Revenue Growth and Diversification Efforts

U.S. cryptocurrency exchange Gemini posted a net loss of $159.5 million in the third quarter of this year after its operating expenses surged by more than 70%. Operating expenses jumped from $98.7 million in Q2 to $171.4 million. The exchange, which made its debut on the Nasdaq on Sept. 12, 2025, primarily attributed the sharp increase in expenses to costs associated with its initial public offering (IPO).

The exchange specifically cited IPO-related stock-based compensation and marketing costs tied to the bitcoin-branded Gemini credit card and exchange growth initiatives. In contrast to the expense surge, the crypto exchange’s total revenues rose by approximately 34% to $50.6 million, primarily driven by service revenue.

Related: Gemini Builds Momentum After XRP Success With New Solana Credit Card

Transaction revenue, a key income stream, consisting of fees from retail and institutional customers, accounted for just over half, or $26.3 million. This growth was fueled by a surge in trading volumes across both customer segments, although it was partially offset by lower average fee rates on retail trading.

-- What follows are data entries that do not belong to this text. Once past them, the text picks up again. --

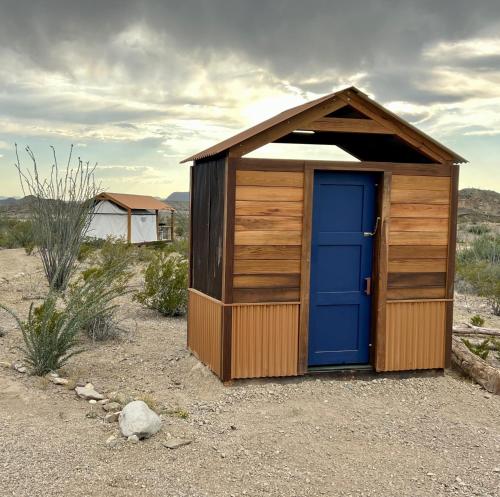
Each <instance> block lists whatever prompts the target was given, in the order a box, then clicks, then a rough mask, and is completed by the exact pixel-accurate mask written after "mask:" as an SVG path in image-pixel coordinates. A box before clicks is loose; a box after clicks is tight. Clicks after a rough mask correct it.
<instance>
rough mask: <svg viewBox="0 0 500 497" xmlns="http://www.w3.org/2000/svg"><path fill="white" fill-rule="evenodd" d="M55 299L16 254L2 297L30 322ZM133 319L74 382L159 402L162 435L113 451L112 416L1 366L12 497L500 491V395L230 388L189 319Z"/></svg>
mask: <svg viewBox="0 0 500 497" xmlns="http://www.w3.org/2000/svg"><path fill="white" fill-rule="evenodd" d="M21 271H22V272H24V273H25V274H24V275H19V273H20V272H21ZM2 277H4V279H3V280H2V279H1V278H2ZM138 282H139V280H138V279H137V280H136V281H135V283H136V284H138ZM40 289H43V278H42V274H41V272H40V266H39V262H38V260H37V259H36V258H35V257H26V256H25V255H24V254H23V253H22V251H15V250H9V251H7V250H6V251H0V301H1V302H4V303H7V304H8V305H11V306H13V307H15V308H16V309H17V310H18V311H19V312H21V313H22V312H25V311H26V309H27V308H28V306H29V304H30V302H31V301H32V299H34V298H36V297H37V295H38V292H40ZM121 318H122V319H123V321H122V325H123V327H124V328H125V329H126V330H127V333H126V334H125V335H124V337H123V338H122V339H121V340H118V341H114V342H110V343H108V344H100V345H93V344H91V343H86V349H87V350H86V351H85V352H84V353H83V354H81V355H79V356H77V357H75V358H74V359H73V360H72V362H71V365H70V366H68V367H67V368H66V370H65V371H64V374H65V375H66V376H67V377H69V378H70V379H72V380H75V381H76V380H90V381H92V383H93V384H94V385H95V387H96V389H97V390H99V391H101V392H103V393H106V394H109V393H110V392H116V391H118V392H120V394H121V395H123V396H130V397H143V398H144V399H147V400H148V401H149V402H150V403H153V404H155V405H156V408H157V409H158V410H159V411H162V412H163V413H164V414H163V417H164V422H163V428H162V430H161V432H160V433H158V434H157V435H155V436H154V437H152V438H151V439H149V440H146V441H142V442H140V443H138V444H130V443H128V442H126V440H124V439H122V438H118V443H117V444H116V445H114V446H112V445H109V444H107V443H106V440H107V439H108V438H109V436H110V435H113V434H116V435H118V428H117V424H116V423H115V424H108V423H104V422H103V419H102V417H103V414H104V413H103V412H102V411H101V408H100V407H99V406H92V405H90V404H89V403H88V402H85V401H83V400H79V399H77V398H76V396H75V394H74V392H73V391H72V390H69V389H66V388H64V387H60V386H56V385H53V384H52V383H50V382H48V381H46V380H44V379H38V378H33V377H29V376H26V375H23V374H20V373H17V372H15V371H13V370H10V369H5V368H0V440H1V443H0V495H1V496H4V495H5V496H8V495H12V496H16V497H21V496H26V497H28V496H29V497H35V496H51V497H56V496H64V497H67V496H101V495H102V496H106V497H111V496H137V495H148V496H196V497H198V496H210V497H213V496H231V495H234V496H241V495H248V496H252V497H254V496H287V497H288V496H300V497H304V496H320V495H341V496H384V497H388V496H397V497H401V496H411V497H415V496H426V497H428V496H440V495H442V496H447V495H463V496H471V495H480V496H499V495H500V421H499V420H500V397H498V396H497V397H495V396H490V395H487V394H486V392H485V391H484V390H482V389H480V388H479V387H478V386H476V385H474V384H472V383H470V382H468V381H465V380H463V379H460V378H459V377H457V376H456V375H454V374H452V373H450V372H446V373H445V374H444V375H420V376H409V377H407V376H406V377H405V376H399V375H396V376H385V377H382V376H372V375H365V376H360V377H357V378H351V377H339V376H318V377H306V378H300V379H286V380H279V381H276V380H263V381H256V380H253V381H242V382H235V383H234V384H233V385H232V386H229V387H224V386H222V385H221V384H220V382H219V381H218V380H217V379H216V378H215V377H214V376H213V375H212V374H211V373H210V372H209V371H207V370H206V368H204V367H202V366H201V365H200V364H199V363H198V362H197V361H196V360H195V358H194V357H192V356H191V355H190V354H189V353H188V352H187V351H186V349H185V333H186V323H185V320H183V319H166V318H163V317H160V316H158V315H157V314H156V313H154V312H152V311H149V310H146V309H144V308H142V307H140V306H138V305H137V304H136V303H134V302H131V300H130V299H126V300H124V302H123V305H122V308H121ZM0 326H1V327H2V328H3V329H4V331H6V334H5V336H4V337H1V338H0V361H12V360H14V359H17V358H19V353H18V352H17V351H16V349H15V347H16V346H18V345H19V344H20V333H19V331H17V330H16V329H15V326H14V323H13V321H12V320H11V319H10V318H7V317H6V316H5V314H1V315H0ZM184 412H185V413H186V414H187V417H186V418H184V417H182V416H181V415H182V414H183V413H184ZM172 436H173V437H181V438H187V439H189V440H192V443H191V444H190V445H187V446H184V447H181V448H178V449H175V450H171V449H168V448H166V447H165V446H164V445H163V443H164V442H165V441H166V440H167V439H168V438H170V437H172Z"/></svg>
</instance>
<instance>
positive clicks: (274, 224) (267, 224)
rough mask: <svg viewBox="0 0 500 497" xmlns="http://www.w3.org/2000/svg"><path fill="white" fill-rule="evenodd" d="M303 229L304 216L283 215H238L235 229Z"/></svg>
mask: <svg viewBox="0 0 500 497" xmlns="http://www.w3.org/2000/svg"><path fill="white" fill-rule="evenodd" d="M301 229H302V218H300V217H283V216H236V218H235V230H236V231H248V230H256V231H262V230H277V231H298V230H301Z"/></svg>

Revenues from the service business mix rose by a substantial 111% quarter-over-quarter (QoQ) to $19.9 million, underscoring the growing importance of the exchange’s diversification efforts.

Gemini highlighted the positive revenue trends, noting, “Together, we believe that these results demonstrate the health of Gemini’s marketplace and the growing depth of liquidity across customer segments.” The exchange affirmed its belief that its dual-channel strategy, serving both retail and institutional markets, continues to drive balanced growth.

The exchange’s letter to shareholders provided a detailed breakdown of the $171.4 million in expenses. Compensation and headcount expenses rose sharply, increasing from $36.8 million in Q2 to $82.5 million. The increase is overwhelmingly attributable to $45.8 million in stock-based compensation associated with IPO-related equity awards.

Looking ahead, the crypto exchange stated it expects to continue building a platform designed to capture upside in a bull market while laying the groundwork for long-term resilience in any market environment.

FAQ 💡

  • Why did Gemini report a loss? Gemini posted a $159.5M net loss due to IPO‑related costs and rising expenses.
  • How much did operating expenses grow? Expenses surged over 70%, climbing from $98.7M in Q2 to $171.4M in Q3.
  • Did Gemini’s revenue increase? Yes, total revenue rose 34% to $50.6M, driven mainly by service and transaction fees.
  • What is Gemini’s outlook? The exchange plans to build resilience while positioning for upside in future bull markets.